The use of peer specialists in mental health has been researched and demonstrates that peers providing conventional mental health services can be effective in engaging people into care, decreasing the use of emergency rooms and hospitals, and reducing substance use among persons with co-occurring substance use disorders (Davidson, et al., 2012). Given these potential benefits, it is prudent to explore some of the complexities involved in hiring and sustaining peer employees.
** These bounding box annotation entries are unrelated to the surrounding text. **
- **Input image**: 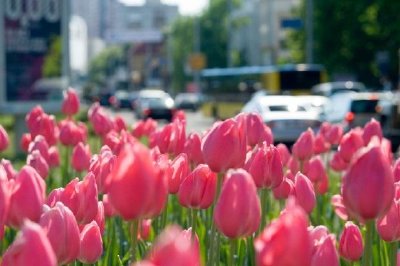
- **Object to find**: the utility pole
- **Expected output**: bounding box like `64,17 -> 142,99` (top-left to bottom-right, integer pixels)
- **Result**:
306,0 -> 314,64
226,0 -> 233,67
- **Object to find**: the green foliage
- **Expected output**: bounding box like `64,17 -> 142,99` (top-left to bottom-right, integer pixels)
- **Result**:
288,0 -> 400,85
43,37 -> 62,78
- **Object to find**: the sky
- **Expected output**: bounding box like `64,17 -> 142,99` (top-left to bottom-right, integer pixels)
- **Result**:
120,0 -> 209,15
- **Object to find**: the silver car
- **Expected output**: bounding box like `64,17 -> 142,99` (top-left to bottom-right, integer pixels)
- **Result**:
242,95 -> 327,143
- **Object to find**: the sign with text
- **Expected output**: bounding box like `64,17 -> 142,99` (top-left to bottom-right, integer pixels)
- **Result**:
0,0 -> 68,112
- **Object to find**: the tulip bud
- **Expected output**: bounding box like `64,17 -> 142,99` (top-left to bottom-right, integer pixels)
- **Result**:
40,202 -> 79,264
0,125 -> 10,151
72,142 -> 91,172
214,169 -> 261,238
201,119 -> 246,172
292,128 -> 315,161
78,221 -> 103,264
338,129 -> 364,163
183,132 -> 204,164
292,172 -> 316,213
339,222 -> 364,261
7,165 -> 46,228
342,144 -> 394,221
178,164 -> 217,209
168,153 -> 190,194
254,198 -> 312,266
26,150 -> 49,179
61,88 -> 79,116
108,143 -> 168,220
244,142 -> 283,188
142,225 -> 201,266
1,220 -> 57,266
362,118 -> 383,145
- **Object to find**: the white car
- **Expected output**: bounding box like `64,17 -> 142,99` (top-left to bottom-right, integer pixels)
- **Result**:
242,95 -> 327,143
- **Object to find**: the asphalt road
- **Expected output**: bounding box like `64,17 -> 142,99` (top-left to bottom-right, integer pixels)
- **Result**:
107,109 -> 214,133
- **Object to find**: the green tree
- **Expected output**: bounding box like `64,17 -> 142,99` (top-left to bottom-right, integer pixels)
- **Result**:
289,0 -> 400,85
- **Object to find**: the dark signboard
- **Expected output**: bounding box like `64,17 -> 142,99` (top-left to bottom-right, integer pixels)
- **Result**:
0,0 -> 66,108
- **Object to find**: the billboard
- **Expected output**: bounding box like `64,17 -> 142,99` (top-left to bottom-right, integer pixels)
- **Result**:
0,0 -> 69,113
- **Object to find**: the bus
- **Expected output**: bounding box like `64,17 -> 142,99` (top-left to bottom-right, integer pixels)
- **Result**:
201,64 -> 327,94
200,64 -> 327,118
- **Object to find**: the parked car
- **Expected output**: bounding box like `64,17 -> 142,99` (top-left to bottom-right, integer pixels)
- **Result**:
175,92 -> 203,111
134,89 -> 175,121
110,90 -> 138,109
324,92 -> 391,130
242,95 -> 322,143
311,81 -> 367,97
Despite the increasing visibility of peer specialists and their recognition as important service providers in mental health treatment settings, many organizations that either employ peers, or indicate interest in expanding their workforce to include peers, continue to face challenges related to: (1) Lack of opportunities that promote social support for peer employees; (2)The dearth of experience supervising individuals who are transitioning their role from patient to worker; (3) Poor compensation and lack of career advancement opportunities for peer staff; and (4) Prevailing attitudes of skepticism among both traditional and peer staff regarding readiness and stability of peer specialists to adapt and function effectively on the job. If these issues remain unaddressed, hiring, integration, job satisfaction, and retention among peer staff will be severely compromised.
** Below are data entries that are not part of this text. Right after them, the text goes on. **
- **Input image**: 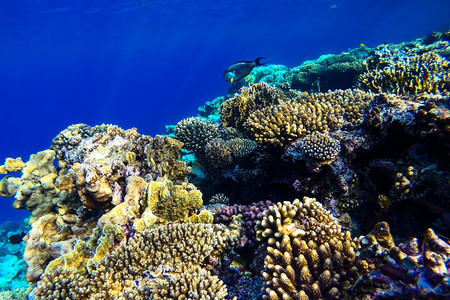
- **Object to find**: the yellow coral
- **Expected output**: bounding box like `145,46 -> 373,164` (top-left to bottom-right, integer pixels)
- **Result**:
0,157 -> 25,174
147,178 -> 203,221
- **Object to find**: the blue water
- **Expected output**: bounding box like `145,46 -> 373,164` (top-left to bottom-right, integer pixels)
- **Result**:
0,0 -> 450,223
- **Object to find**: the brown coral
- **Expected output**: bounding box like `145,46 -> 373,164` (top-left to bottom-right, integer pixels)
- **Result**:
220,82 -> 286,130
34,223 -> 234,299
256,197 -> 343,245
257,197 -> 369,299
175,117 -> 219,151
285,131 -> 341,164
358,52 -> 450,95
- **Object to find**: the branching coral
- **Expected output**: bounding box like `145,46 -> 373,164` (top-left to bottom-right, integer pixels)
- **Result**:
247,90 -> 373,146
0,157 -> 25,174
285,132 -> 341,164
358,52 -> 450,95
146,178 -> 203,221
33,223 -> 236,299
359,222 -> 450,299
257,197 -> 369,299
256,197 -> 343,245
220,82 -> 285,130
175,117 -> 219,152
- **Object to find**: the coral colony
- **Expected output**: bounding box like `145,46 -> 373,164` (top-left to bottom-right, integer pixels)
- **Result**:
0,32 -> 450,299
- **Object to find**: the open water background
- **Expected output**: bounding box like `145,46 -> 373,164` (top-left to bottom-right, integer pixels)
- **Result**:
0,0 -> 450,223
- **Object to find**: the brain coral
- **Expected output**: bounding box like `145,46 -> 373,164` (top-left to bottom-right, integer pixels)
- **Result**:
358,52 -> 450,95
175,117 -> 219,151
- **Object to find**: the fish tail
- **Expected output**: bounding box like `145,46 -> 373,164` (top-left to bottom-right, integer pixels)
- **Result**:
255,56 -> 266,66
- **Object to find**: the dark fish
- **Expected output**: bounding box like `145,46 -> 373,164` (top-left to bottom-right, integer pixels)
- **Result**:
223,57 -> 266,83
9,231 -> 26,245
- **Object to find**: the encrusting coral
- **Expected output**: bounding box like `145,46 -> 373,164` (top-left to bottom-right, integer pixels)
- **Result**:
257,197 -> 370,299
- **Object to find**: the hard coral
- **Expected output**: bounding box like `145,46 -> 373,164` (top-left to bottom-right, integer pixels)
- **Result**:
247,90 -> 373,146
146,178 -> 203,221
256,197 -> 343,245
175,117 -> 219,152
33,223 -> 236,299
220,82 -> 285,130
257,197 -> 369,299
358,52 -> 450,95
0,157 -> 25,174
358,222 -> 450,299
285,132 -> 341,164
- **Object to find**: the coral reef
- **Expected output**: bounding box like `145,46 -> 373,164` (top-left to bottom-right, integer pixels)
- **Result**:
358,52 -> 449,95
284,47 -> 372,92
220,82 -> 285,130
0,157 -> 25,174
257,197 -> 370,299
0,32 -> 450,299
33,223 -> 237,299
285,131 -> 341,164
359,222 -> 450,299
175,117 -> 219,151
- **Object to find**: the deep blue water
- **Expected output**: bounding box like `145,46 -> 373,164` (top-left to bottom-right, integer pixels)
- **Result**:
0,0 -> 450,222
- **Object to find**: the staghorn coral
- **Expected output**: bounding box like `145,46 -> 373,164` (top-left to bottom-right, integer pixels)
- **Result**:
220,82 -> 285,130
33,223 -> 236,299
357,222 -> 450,299
285,132 -> 341,164
175,117 -> 219,152
358,52 -> 449,95
257,197 -> 369,299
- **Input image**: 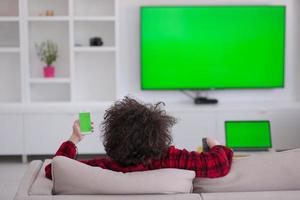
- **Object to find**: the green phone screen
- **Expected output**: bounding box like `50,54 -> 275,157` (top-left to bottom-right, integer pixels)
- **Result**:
79,112 -> 92,133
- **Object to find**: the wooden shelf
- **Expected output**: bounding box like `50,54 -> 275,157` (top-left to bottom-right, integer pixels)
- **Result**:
28,16 -> 70,22
30,78 -> 71,84
0,17 -> 19,22
74,16 -> 116,21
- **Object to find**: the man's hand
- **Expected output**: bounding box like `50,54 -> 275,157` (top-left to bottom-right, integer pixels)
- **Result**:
206,138 -> 221,149
69,120 -> 94,145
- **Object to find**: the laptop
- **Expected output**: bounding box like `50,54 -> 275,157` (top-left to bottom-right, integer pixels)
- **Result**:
225,120 -> 272,151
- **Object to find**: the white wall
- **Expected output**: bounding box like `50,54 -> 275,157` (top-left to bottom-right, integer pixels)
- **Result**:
117,0 -> 300,102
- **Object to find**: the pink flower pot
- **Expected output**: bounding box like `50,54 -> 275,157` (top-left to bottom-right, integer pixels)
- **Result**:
44,66 -> 55,78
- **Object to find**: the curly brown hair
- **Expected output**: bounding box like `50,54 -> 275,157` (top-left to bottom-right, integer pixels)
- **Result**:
102,96 -> 176,167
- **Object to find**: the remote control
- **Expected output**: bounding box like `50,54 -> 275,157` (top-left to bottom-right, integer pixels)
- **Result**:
202,138 -> 210,152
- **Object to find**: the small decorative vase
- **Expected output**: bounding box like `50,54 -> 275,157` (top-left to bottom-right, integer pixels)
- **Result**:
44,66 -> 55,78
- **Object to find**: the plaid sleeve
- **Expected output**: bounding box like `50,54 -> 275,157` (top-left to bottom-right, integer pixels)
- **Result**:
45,141 -> 77,179
161,145 -> 233,178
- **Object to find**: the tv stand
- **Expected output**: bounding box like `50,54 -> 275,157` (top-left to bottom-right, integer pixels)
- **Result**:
194,97 -> 218,104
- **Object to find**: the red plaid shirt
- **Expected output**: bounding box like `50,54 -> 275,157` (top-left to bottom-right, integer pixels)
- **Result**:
45,141 -> 233,179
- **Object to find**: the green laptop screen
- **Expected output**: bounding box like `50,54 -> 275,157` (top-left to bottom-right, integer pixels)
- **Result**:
225,121 -> 272,148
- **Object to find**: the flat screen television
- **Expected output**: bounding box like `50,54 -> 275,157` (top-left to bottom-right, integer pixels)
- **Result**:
140,6 -> 285,90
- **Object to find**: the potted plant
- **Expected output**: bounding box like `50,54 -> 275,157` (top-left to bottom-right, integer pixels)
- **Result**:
35,40 -> 58,78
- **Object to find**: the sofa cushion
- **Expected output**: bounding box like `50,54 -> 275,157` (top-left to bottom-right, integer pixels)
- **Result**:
52,156 -> 195,194
29,159 -> 53,195
194,149 -> 300,193
201,191 -> 300,200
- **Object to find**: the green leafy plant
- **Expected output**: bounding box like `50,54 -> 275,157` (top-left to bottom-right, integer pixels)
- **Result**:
35,40 -> 58,66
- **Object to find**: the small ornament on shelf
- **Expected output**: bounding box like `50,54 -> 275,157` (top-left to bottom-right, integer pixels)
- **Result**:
38,10 -> 54,17
35,40 -> 58,78
90,37 -> 103,46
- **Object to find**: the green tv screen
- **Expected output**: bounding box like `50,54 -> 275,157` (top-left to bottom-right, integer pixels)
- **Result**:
225,121 -> 272,149
140,6 -> 285,90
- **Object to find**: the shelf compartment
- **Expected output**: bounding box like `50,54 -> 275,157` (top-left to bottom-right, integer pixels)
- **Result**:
0,0 -> 19,16
28,0 -> 69,16
74,0 -> 115,16
0,52 -> 22,103
0,21 -> 20,48
74,21 -> 115,47
30,83 -> 71,102
0,47 -> 21,53
74,52 -> 116,102
29,21 -> 70,78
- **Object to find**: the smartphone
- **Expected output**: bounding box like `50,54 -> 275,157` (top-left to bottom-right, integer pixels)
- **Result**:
79,112 -> 92,134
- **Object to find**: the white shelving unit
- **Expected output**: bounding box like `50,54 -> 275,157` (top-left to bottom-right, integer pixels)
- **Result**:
0,0 -> 22,103
0,0 -> 118,103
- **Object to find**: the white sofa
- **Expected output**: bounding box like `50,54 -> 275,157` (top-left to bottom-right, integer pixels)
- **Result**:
15,149 -> 300,200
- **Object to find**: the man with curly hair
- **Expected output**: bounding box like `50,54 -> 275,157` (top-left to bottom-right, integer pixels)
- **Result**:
45,97 -> 233,179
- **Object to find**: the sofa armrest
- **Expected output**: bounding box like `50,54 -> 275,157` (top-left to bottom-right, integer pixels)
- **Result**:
14,160 -> 43,200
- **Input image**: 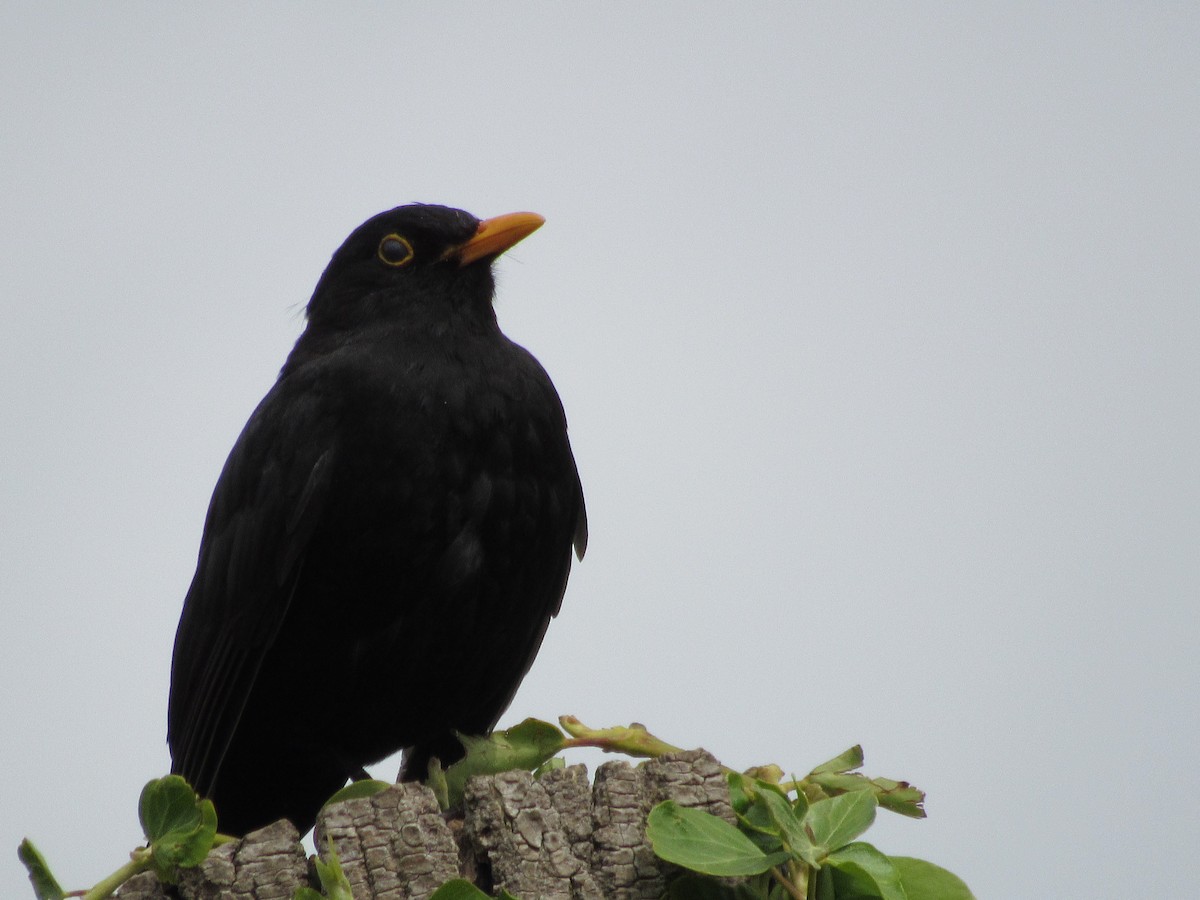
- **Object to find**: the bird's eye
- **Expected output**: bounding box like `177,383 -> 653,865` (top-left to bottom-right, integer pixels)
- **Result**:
378,234 -> 413,269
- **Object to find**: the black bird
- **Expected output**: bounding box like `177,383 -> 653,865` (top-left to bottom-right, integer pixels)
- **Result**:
167,204 -> 587,834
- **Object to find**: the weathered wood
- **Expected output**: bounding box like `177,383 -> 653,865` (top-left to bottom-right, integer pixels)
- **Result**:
313,782 -> 458,900
119,750 -> 733,900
Identifying and replicating promising practices for hiring, integrating and sustaining peer employees in delivery systems providing traditional mental health services can ultimately help improve the care experience for individuals receiving services, increase population health outcomes, and deliver care more efficiently by integrating the lived experience paradigm in traditional treatment. These intents parallel the Institute for Healthcare (IHI) Triple Aim objectives, which are part of the Affordable Care Act.
As a potential presenter, I would use this platform to share my professional experience developing a peer program within a major hospital system, and share recommended practices for integrating peer staff in mental heath treatment settings.